EU/3/18/2098 - orphan designation for treatment of papillary thyroid cancer

Papillary thyroid cancer is a type of cancer affecting the thyroid, a small gland at the base of the neck that produces thyroid hormones.

The thyroid has two main cell types: follicular cells, which produce hormones that help regulate growth and metabolism (the process of breaking down substances in the body), and parafollicular cells, which produce calcitonin, a hormone that helps to regulate calcium levels in the blood.

Papillary thyroid cancer starts in the follicular cells and it can spread to other parts of the body. Signs of papillary thyroid cancer are difficult to detect in the early stages of the disease and are usually limited to local swelling of the thyroid gland. Patients are often diagnosed when the disease has spread locally giving symptoms such as shortness of breath, difficulties in swallowing or changes in the voice.

Papillary thyroid cancer is a long-term debilitating disease which is life-threatening if it does not respond to treatment and if the cancer spreads to other parts of the body.

At the time of designation, papillary thyroid cancer affected approximately 3.3 in 10,000 people in the European Union (EU). This was equivalent to a total of around 171,000 people^*, and is below the ceiling for orphan designation, which is 5 people in 10,000. This is based on the information provided by the sponsor and the knowledge of the Committee for Orphan Medicinal Products (COMP).

At the time of designation, the main treatment for papillary thyroid cancer in the EU was surgery to remove the thyroid. Therapy using radioactive iodine (131I) to destroy thyroid cells was also used.

Hormonal therapy was used as an additional treatment for preventing recurrence of the disease. In addition, the medicines Nexavar (sorafenib), Lenvima (lenvatinib), Thyrogen (thyrotropin alfa) and doxorubicin were authorised for the treatment of papillary thyroid cancer.

The sponsor has provided sufficient information to show that larotrectinib might be of significant benefit for patients with papillary thyroid cancer. Early data indicate that patients in whom other treatments had failed responded to treatment with this medicine.
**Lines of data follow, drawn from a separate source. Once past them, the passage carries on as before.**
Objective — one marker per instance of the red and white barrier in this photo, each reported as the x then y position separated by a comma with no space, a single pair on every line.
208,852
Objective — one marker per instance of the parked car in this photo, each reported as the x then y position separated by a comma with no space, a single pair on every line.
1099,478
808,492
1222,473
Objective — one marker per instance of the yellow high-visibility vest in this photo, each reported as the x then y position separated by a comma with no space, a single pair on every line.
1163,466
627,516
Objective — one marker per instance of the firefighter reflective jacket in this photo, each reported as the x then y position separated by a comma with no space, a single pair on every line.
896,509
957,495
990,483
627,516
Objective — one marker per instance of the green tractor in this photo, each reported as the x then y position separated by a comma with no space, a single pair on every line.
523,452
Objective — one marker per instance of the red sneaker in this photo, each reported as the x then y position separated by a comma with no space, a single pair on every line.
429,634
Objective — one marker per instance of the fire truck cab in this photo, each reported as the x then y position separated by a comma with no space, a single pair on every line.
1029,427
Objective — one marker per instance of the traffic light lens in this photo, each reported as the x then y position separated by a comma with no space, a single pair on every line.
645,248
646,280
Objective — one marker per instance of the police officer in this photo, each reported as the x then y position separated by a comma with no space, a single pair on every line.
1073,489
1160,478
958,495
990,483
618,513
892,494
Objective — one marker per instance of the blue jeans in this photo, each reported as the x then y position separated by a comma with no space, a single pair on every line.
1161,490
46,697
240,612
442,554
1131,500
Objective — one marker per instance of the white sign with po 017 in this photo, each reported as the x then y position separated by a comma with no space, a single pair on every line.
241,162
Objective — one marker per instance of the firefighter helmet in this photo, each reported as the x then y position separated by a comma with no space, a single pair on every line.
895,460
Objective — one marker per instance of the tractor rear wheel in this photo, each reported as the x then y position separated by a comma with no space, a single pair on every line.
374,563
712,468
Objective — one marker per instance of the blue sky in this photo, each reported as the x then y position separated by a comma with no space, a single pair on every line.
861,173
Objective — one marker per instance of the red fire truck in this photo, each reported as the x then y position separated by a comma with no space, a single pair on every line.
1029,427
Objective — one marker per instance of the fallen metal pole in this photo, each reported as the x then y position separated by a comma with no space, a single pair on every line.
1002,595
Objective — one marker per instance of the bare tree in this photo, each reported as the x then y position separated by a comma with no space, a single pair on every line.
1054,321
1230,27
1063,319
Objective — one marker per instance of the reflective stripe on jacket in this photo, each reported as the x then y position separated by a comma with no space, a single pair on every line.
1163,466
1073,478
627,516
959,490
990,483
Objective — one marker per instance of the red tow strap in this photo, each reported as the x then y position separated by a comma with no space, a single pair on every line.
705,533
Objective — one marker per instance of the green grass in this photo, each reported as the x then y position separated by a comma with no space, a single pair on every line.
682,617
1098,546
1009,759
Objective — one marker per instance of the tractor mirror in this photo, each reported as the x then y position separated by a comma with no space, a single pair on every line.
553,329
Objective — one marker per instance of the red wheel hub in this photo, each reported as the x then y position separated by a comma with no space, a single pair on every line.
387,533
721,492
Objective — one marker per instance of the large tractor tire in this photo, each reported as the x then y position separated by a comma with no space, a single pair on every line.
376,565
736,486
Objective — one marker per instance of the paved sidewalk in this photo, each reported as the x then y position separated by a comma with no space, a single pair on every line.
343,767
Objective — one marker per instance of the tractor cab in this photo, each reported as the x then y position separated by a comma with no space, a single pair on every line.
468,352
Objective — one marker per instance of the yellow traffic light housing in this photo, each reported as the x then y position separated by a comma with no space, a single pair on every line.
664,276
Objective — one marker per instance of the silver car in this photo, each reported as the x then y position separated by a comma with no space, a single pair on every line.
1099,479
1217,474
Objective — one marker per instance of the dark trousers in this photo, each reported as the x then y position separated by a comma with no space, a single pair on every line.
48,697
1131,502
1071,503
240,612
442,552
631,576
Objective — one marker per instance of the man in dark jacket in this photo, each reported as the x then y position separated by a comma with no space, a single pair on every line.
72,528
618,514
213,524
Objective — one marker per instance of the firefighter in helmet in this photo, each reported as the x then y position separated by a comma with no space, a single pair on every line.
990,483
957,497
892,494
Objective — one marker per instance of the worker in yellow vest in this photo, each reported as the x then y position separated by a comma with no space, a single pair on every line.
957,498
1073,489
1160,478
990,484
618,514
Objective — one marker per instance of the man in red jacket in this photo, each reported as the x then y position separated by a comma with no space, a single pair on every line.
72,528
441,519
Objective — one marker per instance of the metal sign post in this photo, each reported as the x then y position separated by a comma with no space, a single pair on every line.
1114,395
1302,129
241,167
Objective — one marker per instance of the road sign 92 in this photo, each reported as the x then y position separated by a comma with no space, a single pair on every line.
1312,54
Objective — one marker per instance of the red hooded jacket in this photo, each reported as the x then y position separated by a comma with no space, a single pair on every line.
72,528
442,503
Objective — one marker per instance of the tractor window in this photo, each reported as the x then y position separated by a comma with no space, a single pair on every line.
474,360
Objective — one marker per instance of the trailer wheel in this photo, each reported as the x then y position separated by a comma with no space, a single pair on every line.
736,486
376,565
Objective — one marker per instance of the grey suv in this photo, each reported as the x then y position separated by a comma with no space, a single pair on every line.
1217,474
This assumption will need to be confirmed at the time of marketing authorisation, in order to maintain the orphan status.

Some patients with papillary thyroid cancer have genetic mutations (changes) called NTRK gene fusions which result in the production of altered TRK proteins that can cause cancer.
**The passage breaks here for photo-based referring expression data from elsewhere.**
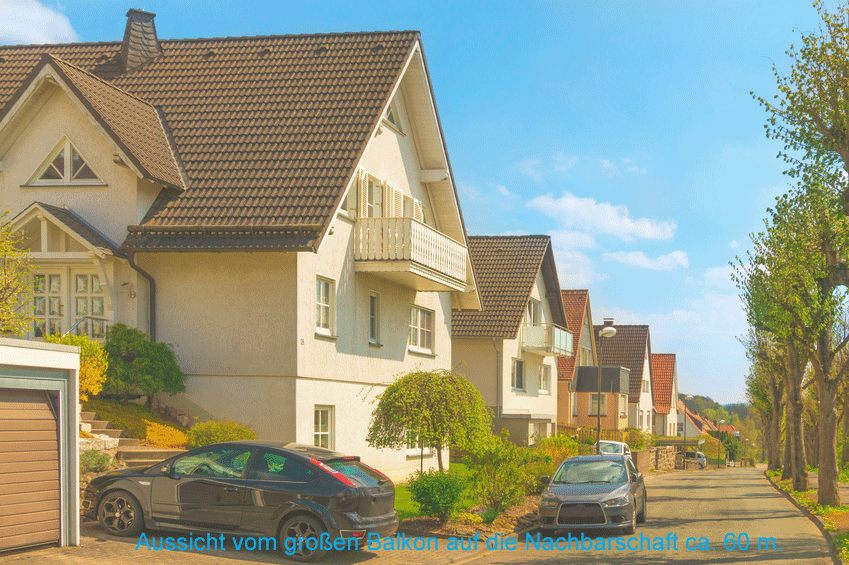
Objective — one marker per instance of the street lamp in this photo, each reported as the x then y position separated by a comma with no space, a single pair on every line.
606,331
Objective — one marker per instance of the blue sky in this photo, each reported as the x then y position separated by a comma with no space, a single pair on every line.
624,129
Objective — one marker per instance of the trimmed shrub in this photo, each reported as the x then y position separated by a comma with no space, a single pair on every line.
207,433
437,493
94,461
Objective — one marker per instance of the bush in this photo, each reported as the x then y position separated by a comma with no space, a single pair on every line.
207,433
94,462
93,362
437,493
498,471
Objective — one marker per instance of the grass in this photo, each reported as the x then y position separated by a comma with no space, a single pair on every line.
408,509
139,422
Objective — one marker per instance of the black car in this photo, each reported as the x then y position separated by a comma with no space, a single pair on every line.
280,490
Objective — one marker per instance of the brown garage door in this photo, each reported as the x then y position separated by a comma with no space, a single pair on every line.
29,470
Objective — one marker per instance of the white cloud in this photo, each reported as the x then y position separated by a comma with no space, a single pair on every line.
28,21
638,259
531,167
604,217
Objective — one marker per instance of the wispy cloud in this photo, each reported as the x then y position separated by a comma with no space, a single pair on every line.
603,217
639,259
28,21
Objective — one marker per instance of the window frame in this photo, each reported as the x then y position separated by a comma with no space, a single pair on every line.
330,306
521,375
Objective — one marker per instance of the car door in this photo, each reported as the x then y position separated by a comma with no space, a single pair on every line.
205,488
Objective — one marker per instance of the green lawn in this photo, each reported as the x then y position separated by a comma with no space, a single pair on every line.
408,509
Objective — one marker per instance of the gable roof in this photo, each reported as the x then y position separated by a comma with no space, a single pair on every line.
575,304
628,348
269,129
663,376
506,268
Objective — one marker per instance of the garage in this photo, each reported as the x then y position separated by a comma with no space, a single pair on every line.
39,477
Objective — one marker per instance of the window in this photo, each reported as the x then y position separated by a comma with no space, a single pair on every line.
66,166
323,427
594,399
374,318
532,316
421,330
544,378
324,295
517,379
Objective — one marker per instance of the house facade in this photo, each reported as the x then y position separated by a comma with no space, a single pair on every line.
509,349
631,348
665,378
293,232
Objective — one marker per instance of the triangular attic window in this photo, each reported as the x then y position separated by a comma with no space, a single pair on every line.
66,166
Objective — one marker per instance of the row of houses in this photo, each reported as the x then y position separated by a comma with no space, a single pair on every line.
282,211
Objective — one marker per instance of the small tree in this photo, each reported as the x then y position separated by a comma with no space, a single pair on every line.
440,407
140,366
93,362
15,297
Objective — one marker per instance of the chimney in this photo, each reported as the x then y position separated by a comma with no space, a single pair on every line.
140,43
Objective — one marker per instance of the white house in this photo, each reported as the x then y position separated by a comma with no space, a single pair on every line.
280,210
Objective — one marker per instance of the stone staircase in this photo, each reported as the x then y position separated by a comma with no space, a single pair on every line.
130,451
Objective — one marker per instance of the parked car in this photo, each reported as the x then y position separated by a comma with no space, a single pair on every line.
284,490
614,448
700,458
594,491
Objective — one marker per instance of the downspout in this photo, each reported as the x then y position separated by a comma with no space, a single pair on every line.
152,285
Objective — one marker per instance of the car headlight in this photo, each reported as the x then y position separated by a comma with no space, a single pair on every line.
548,503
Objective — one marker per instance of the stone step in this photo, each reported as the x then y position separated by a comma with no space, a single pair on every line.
98,424
132,455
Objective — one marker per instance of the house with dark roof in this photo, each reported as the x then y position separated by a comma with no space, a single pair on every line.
665,378
631,348
576,302
509,349
281,210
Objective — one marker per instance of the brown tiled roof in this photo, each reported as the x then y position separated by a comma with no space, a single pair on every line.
662,375
505,269
575,306
269,129
626,349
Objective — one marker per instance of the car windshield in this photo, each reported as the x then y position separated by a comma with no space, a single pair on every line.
611,448
574,472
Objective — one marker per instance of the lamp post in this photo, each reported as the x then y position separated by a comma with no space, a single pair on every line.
607,331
Larotrectinib blocks the activity of the altered TRK proteins, thus preventing or slowing down the growth of papillary thyroid cancer.

The effects of larotrectinib have been evaluated in experimental models.
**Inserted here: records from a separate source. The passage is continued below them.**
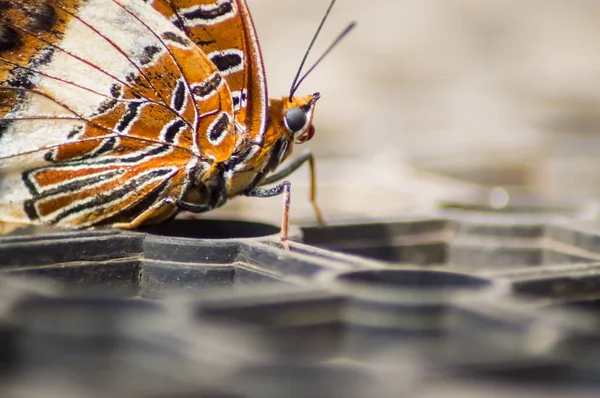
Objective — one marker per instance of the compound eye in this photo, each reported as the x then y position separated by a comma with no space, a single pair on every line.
295,119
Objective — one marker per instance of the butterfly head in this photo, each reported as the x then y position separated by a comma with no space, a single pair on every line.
298,116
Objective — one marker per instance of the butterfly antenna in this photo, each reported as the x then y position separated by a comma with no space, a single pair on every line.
294,85
317,62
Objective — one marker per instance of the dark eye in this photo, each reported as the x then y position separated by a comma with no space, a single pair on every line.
295,119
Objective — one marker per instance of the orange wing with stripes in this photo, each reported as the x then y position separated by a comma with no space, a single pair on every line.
108,113
224,30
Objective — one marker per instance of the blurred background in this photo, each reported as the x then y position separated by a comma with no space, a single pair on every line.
428,99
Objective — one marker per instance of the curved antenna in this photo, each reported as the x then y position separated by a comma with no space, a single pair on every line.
294,86
331,47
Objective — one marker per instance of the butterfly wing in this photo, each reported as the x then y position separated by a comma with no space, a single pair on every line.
104,107
224,30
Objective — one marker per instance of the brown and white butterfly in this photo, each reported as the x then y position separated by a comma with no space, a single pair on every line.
124,112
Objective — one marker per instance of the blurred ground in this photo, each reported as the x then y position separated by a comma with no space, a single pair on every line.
497,92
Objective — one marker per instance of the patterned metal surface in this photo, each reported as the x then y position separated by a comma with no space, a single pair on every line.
474,297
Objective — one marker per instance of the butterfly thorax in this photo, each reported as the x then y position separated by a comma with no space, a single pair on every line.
289,122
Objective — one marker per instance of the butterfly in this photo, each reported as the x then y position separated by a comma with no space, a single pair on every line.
123,113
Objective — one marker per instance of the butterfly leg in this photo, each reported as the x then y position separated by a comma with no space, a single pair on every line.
293,166
285,189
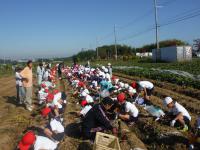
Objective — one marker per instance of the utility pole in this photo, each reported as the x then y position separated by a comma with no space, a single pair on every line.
115,42
97,50
156,23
At the time of submission of the application for orphan designation, clinical trials with the medicine in patients with papillary thyroid cancer were ongoing.

At the time of submission, larotrectinib was not authorised anywhere in the EU for papillary thyroid cancer. Orphan designation of the medicine had been granted in the United States for soft tissue sarcoma, solid tumors with NTRK-fusion proteins and infantile fibrosarcoma.

In accordance with Regulation (EC) No 141/2000 of 16 December 1999, the COMP adopted a positive opinion on 18 October 2018 recommending the granting of this designation.

• the seriousness of the condition;
• the existence of alternative methods of diagnosis, prevention or treatment;
• either the rarity of the condition (affecting not more than 5 in 10,000 people in the EU) or insufficient returns on investment.

Designated orphan medicinal products are products that are still under investigation and are considered for orphan designation on the basis of potential activity. An orphan designation is not a marketing authorisation. As a consequence, demonstration of quality, safety and efficacy is necessary before a product can be granted a marketing authorisation.